"Benteng paling kuat dalam menangkal segala godaan adalah pertolongan Tuhan YME. Banyak orang jatuh ke dalam jerat perselingkuhan karena telah lama melupakan Tuhan."
Begitulah petuah nan bijaksana yang disampaikan oleh Romo Bobby (Ruang Berbagi) dalam artikelnya 7 Cara Praktis Hindari Perselingkuhan dengan Rekan Kerja.
Seperti biasa, saya kembali akan menyibukkan diri dengan tema tentang adat dan budaya dalam suku Dayak Desa. Tema ini berkaitan erat dengan hidup berkeluarga. Romo Bobby sangat tepat mengatakan bahwa pertolongan Tuhan menjadi kekuatan bagi kita agar tidak jatuh ke dalam pencobaan.
Upacara adat yang akan saya suguhkan kali ini menampakkan dengan jelas ketulusan hati umat manusia untuk memohon berkat, penyertaan dan perlindungan Tuhan YME (Petara Yang Agung), para leluhur dan alam semesta dalam mengarungi bahtera rumah tangga.
Mereka menyadari akan ada banyak rintangan dan tantangan yang menghadang dalam membangun rumah tangga yang bahagia.

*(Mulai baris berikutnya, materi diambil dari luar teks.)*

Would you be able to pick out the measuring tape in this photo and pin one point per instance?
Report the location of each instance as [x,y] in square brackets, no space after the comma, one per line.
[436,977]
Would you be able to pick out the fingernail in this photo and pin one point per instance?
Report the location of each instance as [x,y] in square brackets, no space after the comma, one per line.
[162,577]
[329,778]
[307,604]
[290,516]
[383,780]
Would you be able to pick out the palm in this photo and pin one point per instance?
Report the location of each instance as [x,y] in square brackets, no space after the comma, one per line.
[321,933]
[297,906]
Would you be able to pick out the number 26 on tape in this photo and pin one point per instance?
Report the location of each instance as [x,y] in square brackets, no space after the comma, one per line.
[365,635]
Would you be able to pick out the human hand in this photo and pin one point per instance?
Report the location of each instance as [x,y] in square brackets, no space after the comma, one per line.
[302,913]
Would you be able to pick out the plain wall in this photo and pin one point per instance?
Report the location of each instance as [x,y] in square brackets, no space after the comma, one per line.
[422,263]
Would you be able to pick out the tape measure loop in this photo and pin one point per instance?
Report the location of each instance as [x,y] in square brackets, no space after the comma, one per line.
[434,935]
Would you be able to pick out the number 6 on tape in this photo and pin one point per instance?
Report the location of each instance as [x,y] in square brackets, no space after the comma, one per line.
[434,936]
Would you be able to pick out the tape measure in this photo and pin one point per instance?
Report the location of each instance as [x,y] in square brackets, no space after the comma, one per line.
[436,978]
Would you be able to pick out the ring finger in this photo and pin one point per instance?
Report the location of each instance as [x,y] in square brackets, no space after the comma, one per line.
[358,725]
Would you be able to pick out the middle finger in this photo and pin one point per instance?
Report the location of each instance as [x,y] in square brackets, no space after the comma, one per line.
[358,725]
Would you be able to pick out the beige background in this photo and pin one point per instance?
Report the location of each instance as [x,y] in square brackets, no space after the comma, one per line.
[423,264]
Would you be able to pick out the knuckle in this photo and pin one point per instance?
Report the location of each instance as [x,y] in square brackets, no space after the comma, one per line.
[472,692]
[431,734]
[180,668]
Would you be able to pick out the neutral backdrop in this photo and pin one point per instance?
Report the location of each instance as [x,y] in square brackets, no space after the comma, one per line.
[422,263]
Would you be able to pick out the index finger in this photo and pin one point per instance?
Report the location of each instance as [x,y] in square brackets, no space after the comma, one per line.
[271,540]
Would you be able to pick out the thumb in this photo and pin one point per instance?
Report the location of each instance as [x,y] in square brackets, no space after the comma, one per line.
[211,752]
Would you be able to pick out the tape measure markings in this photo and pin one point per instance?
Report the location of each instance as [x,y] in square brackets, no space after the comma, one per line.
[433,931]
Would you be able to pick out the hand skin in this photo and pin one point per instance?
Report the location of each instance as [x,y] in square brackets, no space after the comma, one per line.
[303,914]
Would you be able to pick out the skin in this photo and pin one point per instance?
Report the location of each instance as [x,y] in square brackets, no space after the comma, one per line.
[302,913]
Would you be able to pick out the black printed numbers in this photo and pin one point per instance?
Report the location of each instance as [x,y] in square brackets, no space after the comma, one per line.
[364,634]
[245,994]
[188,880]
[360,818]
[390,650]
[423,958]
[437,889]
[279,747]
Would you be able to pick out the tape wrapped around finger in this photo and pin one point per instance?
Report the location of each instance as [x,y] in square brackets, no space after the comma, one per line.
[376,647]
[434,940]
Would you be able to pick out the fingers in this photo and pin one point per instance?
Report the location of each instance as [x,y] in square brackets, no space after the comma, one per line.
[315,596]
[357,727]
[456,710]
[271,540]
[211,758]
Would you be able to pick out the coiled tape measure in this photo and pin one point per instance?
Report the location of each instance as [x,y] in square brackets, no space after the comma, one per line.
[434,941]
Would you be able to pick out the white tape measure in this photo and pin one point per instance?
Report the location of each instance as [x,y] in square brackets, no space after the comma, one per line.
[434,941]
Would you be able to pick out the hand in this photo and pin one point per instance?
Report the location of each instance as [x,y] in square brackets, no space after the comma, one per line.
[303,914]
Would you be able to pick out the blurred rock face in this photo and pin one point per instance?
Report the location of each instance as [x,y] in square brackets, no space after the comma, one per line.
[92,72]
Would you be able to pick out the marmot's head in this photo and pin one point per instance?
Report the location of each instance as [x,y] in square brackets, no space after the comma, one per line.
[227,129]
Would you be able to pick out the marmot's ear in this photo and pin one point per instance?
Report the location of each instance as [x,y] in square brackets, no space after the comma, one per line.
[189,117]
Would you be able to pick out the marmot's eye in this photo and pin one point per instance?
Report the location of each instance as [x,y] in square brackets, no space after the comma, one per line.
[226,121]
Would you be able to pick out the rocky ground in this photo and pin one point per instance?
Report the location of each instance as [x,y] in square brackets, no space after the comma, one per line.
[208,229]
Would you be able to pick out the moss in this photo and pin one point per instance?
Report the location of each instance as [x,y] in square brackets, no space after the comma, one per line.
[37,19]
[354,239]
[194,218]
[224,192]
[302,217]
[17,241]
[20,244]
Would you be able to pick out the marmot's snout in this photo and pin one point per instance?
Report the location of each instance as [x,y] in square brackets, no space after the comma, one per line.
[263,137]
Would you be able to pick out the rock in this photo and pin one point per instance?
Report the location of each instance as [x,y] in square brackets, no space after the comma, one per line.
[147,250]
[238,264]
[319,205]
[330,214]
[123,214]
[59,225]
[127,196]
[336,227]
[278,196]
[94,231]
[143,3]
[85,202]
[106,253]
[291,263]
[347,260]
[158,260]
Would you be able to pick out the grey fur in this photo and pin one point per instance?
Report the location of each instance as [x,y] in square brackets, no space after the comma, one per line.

Diadakannya upacara adat ini, selain sebagai bentuk peresmian secara adat atas sebuah rumah sehingga layak untuk didiami, juga hendak menanamkan di dalam hati sanubari pasangan suami-istri agar selalu setia dalam untung dan malang, dalam sehat dan sakit, dalam suka dan duka.
Seperti apa bentuk upacara adat memasuki rumah baru ini? Rangkaian upacara akan dimulai dengan proses mengelilingi rumah sebanyak tujuh (7) kali. Urut-urutan prosesinya ialah sebagai berikut:
- Orang tua atau orang yang dituakan. Dia membawa mangkok berisi garam atau abu. Garam atau Abu tersebut akan ditaburkan selama prosesi berjalan. Tujuannya untuk menghalau segala yang jahat yang dapat merintangi kelancaran upacara.
- Pembawa sedung, yang di dalamnya terdapat tempayan berisi beras (Sedung merupakan anyaman yang terbuat dari rotan. Biasa digunakan oleh warga untuk membawa segala perlengkapan masak memasak ketika pergi ke ladang).
- Suami (kepala keluarga dari yang empunya rumah baru).
- Istri.
- Anak-anak.
- Sanak keluarga yang lain (Optional)
Setelah proses mengelilingi rumah selesai, saatnya bagi anggota keluarga memasuki rumah baru mereka. Namun, sebelum mereka masuk ke dalam rumah masih ada serangkaian upacara adat yang akan dilakukan. Di depan pintu sudah disediakan seekor hewan kurban (babi) dan sebuah talam yang di atasnya terdapat batu asah, telur ayam dan beras.
Upacara adat yang berlangsung di depan pintu ini ialah pembasuhan kaki semua anggota keluarga yang akan menempati rumah baru tersebut. Upacara ini akan dipimpin oleh salah seorang tetua adat.
Pembasuhan kaki dimulai suami, lalu istri dan terakhir anak-anak. Mereka semua harus menginjakkan kakinya di atas batu asah sambil dibasuh oleh pemimpin upacara.
Namun terkhusus untuk sang suami, pembasuhan kaki akan disertai dengan pembacaan mantra. Sedangkan sang istri, dia mempunyai tugas untuk menginjak telur ayam sampai pecah.
***
Upacara adat ini kaya akan simbol-simbol. Kita menjumpai ada angka 7. Lalu ada tempayan berisi beras yang disimpan di dalam sedung. Ada juga batu asah dan telur ayam.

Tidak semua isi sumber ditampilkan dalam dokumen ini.